The Institute of Food Technologists (IFT), a nonprofit scientific organization dedicated to advancing the science of food, is hosting a free webinar that will explore how artificial intelligence is transforming product development workflows.
Leveraging AI for Faster Product Development Cycles, scheduled for August 26, 2025, from 11:00 a.m. – 12:00 p.m. CDT, will highlight how AI accelerates R&D and formulation, shortens speed-to-result timelines, and enhances production efficiency. While the focus is on food systems, the strategies and technologies discussed have strong parallels to drug development, formulation optimization, and personalized product design in pharma.
The webinar will examine how AI can:
- Accelerate early-stage innovation by mining scientific literature and historical datasets to guide formulation and discovery.
- Overcome technical challenges through predictive modeling, helping scientists identify and solve stability, compatibility, and scalability issues before costly lab trials.
- Enable customization at scale using consumer data to design tailored formulations.

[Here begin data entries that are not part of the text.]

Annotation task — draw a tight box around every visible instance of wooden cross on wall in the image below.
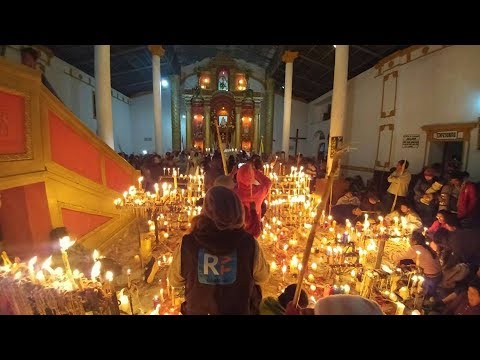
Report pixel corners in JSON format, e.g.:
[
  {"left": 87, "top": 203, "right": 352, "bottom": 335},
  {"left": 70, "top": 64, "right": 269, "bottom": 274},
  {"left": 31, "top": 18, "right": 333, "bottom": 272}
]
[{"left": 290, "top": 129, "right": 307, "bottom": 156}]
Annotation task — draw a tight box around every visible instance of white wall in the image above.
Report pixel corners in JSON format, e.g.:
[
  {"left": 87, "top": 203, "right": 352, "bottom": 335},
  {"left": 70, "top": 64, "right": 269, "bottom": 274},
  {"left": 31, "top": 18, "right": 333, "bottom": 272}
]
[
  {"left": 305, "top": 91, "right": 332, "bottom": 159},
  {"left": 272, "top": 94, "right": 309, "bottom": 155},
  {"left": 5, "top": 45, "right": 132, "bottom": 153},
  {"left": 305, "top": 45, "right": 480, "bottom": 180},
  {"left": 130, "top": 87, "right": 172, "bottom": 153}
]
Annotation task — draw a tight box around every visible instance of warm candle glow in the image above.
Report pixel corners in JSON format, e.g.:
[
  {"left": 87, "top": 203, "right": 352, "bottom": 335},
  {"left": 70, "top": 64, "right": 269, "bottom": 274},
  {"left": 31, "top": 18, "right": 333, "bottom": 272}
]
[{"left": 60, "top": 236, "right": 75, "bottom": 251}]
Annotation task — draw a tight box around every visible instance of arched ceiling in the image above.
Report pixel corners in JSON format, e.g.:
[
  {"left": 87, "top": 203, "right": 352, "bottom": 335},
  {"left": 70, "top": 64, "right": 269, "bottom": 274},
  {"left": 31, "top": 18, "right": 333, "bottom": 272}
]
[{"left": 45, "top": 45, "right": 409, "bottom": 102}]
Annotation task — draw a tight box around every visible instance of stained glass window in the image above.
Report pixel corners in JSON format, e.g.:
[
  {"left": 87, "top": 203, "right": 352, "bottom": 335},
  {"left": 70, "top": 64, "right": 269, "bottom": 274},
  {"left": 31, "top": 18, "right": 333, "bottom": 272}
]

The session is sponsored by CoDeveloper, IFT’s proprietary AI-powered R&D platform, which connects users to 85+ years of peer-reviewed scientific content to streamline formulation development and address technical roadblocks.
Panelists include:
- Mohamed Badaoui Najjar, PhD, R&D Senior Director of Digital Transformation & Global Specifications at PepsiCo, who integrates AI solutions across R&D, supply chain, and operations.
- Michael Slater, Technical Director of Consulting at Improving, bringing expertise in advanced software development, predictive analytics, and digital infrastructure.
- Jay Gilbert, PhD, Director of Scientific Programs & Product Development at IFT, who leads new product innovation and serves as the product lead for CoDeveloper.
While the focus of this event is food science, the webinar’s insights into AI-driven R&D efficiency, digital transformation, and formulation optimization could offer cross-industry learnings that can be applied to life-sciences.